Is the Comcast-Time Warner Cable Deal Really a Good Idea?

NEW YORK (TheStreet) -- "The combination of Time Warner (TWX) Cable and Comcast (CMCSA) (CMCSK) creates an exciting opportunity for our company, for our customers and for our shareholders," said Comcast CEO Brian Roberts.

But is it really?

The Time Warner-Comcast deal is expected to create a massive subscriber base of 30 million for Comcast, plus proceeds of $7.3 billion. That cash will come from Comcast's sale of cable systems with 1.4 million subscribers to Charter Communications (CHTR) in order to gain regulatory approval for the Time Warner acquisition.

The merger places Comcast in the lead of the cable communication world. Let's look at whether the deal is worth it from a business and finance standpoint.

So what are the potential pitfalls?

1. Not focusing on the voice and video business

Cable TV is fast becoming a thing of the past. All the major TV providers lost a collective 113,000 subscribers in Q3 of fiscal 2013, with Time Warner Cable losing a whopping 306,000 TV subscribers. Tom Rutledge, CEO of Charter Communications, was "surprised" that 1.3 million of his 5.5 million customers opted out of the TV option.
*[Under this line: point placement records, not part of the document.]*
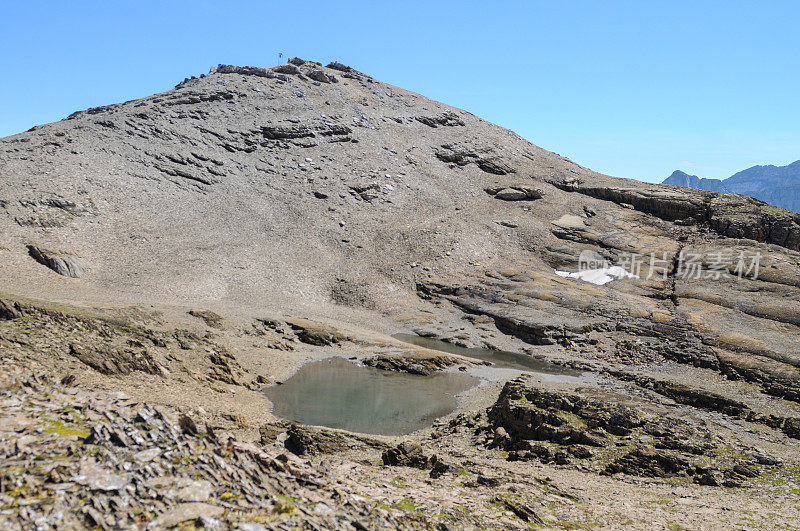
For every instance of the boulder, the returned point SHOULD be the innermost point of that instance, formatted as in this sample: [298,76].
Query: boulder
[405,454]
[62,263]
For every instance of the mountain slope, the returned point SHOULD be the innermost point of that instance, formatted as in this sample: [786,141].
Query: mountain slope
[776,185]
[189,248]
[679,178]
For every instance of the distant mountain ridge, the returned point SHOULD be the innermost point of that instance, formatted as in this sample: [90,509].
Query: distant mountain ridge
[776,185]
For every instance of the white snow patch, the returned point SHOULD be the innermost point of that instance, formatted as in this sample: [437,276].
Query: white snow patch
[600,276]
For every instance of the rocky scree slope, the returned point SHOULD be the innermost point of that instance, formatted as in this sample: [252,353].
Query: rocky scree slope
[316,190]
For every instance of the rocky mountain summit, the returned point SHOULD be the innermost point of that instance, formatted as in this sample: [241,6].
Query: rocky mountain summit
[164,260]
[776,185]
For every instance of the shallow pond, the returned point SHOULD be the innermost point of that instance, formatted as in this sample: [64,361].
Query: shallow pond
[499,358]
[339,394]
In fact, the video and voice businesses have shown the slowest growth for Comcast, while Time Warner Cable's video and voice business shrank in 2013. It can be safely concluded that, with the massive $45.2 billion deal, Comcast was not looking to improve its cable TV business.

So, then, what is it looking for, and what does it stand to gain by the deal?

2. Net broadband subscriber growth is slowing

Time Warner Cable is a leader in deploying community Wi-Fi, with more than 30,000 hotspots, primarily in Los Angeles and New York City. The only effective step toward online video streaming is a far stronger presence as an Internet service provider. With the merger, Comcast mainly aims to magnify its market position in the Internet world. In fact, as reported last week, the company intends to put up 8 million Wi-Fi hotspots in the U.S. by the end of 2014.

But strangely, the net additions of broadband subscribers aren't doing much. Comcast added 1.16 million broadband subscribers in 2011 and 1.30 million in 2013.

Are U.S. Internet subscribers gradually moving on to better options? What's going on?

In truth, there are several other high-speed options available for U.S. Internet consumers these days. According to, Verizon (VZ) Fios and Midcontinent are the top two Internet service providers when it comes to speed.